4.1. Differences in Dry and Fresh Weights in Response to Drought

Medicinal plants are rich in many secondary metabolites that can cure diseases, and have high economic value [29]. In medicinal plant cultivation, a higher yield may mean more secondary metabolites; so, yield is an important economic indicator for plants. In this study, D1 drought stress (moderate drought) had no significant effect on the FW and DW of rhizomes and roots of I. domestica, whether in the vegetative growth period or the reproductive growth period. Further, the FW and DW under D2 drought stress were significantly reduced. Therefore, excessive drought stress should be avoided in the actual production of I. domestica to reduce losses. Interestingly, drought had a greater effect on roots, as they had a greater reduction in yield at the D2 stage than rhizomes; the same results were also observed in another study [30]. In fact, the function of roots is to absorb soil nutrients and transport them to other organs. It is therefore hypothesized that when faced with an existential threat (extreme drought stress), plants are more willing to allocate resources to organs (rhizomes) for reproduction rather than to the roots [30].

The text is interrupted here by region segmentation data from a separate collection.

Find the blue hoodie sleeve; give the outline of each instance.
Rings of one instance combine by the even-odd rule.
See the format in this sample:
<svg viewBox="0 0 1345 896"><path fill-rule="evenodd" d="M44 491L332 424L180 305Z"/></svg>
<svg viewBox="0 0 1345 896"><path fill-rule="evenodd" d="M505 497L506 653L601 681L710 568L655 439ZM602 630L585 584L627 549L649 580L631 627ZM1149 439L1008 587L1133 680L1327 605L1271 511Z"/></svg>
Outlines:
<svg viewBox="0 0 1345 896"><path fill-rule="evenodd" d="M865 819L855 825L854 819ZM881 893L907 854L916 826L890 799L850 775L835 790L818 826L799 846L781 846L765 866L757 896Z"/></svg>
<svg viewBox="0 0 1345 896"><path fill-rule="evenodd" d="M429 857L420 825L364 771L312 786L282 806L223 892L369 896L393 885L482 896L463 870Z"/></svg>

4.2. Differences in the Synthesis of Isoflavonoids for Rhizomes and Roots

The accumulation and synthesis of multifunctional secondary metabolites are tissue-specific and spatiotemporally specific, thereby ensuring a high degree of adaptation to the environment or offsetting the costs incurred by secondary metabolites [31,32,33]. This also suggests that plant secondary metabolite constituents and concentration may vary at the individual and population levels, as well as across ontogeny stages and tissue types [31]. At present, many studies have confirmed this conjecture. For example, the total content of ginsenoside in the main roots of ginseng is generally higher than that in the lateral roots. And the total content of ginsenosides increased with ginseng age in roots [34]. Piper unripe pulp and ripe pulp had the highest alkenylphenol content and highest diversity, while the flowers had less than pulp; leaves and seeds had only a few detectable concentration of the compound [33]. There are more saponins and fewer flavonoids in Bupleurum chinensis [16]. In this study, the isoflavone content of different tissue parts of I. domestica was significantly different (Figure 6 and Figure 7). In rhizomes, the content of tectoridin and tectorigenin was much higher than that in roots; the content of iridin was not much different; the content of roots’ irigenin was slightly higher than rhizomes’, and the content of roots’ irisflorentin was much higher than rhizomes’. These results are more consistent with the work of Tian [7].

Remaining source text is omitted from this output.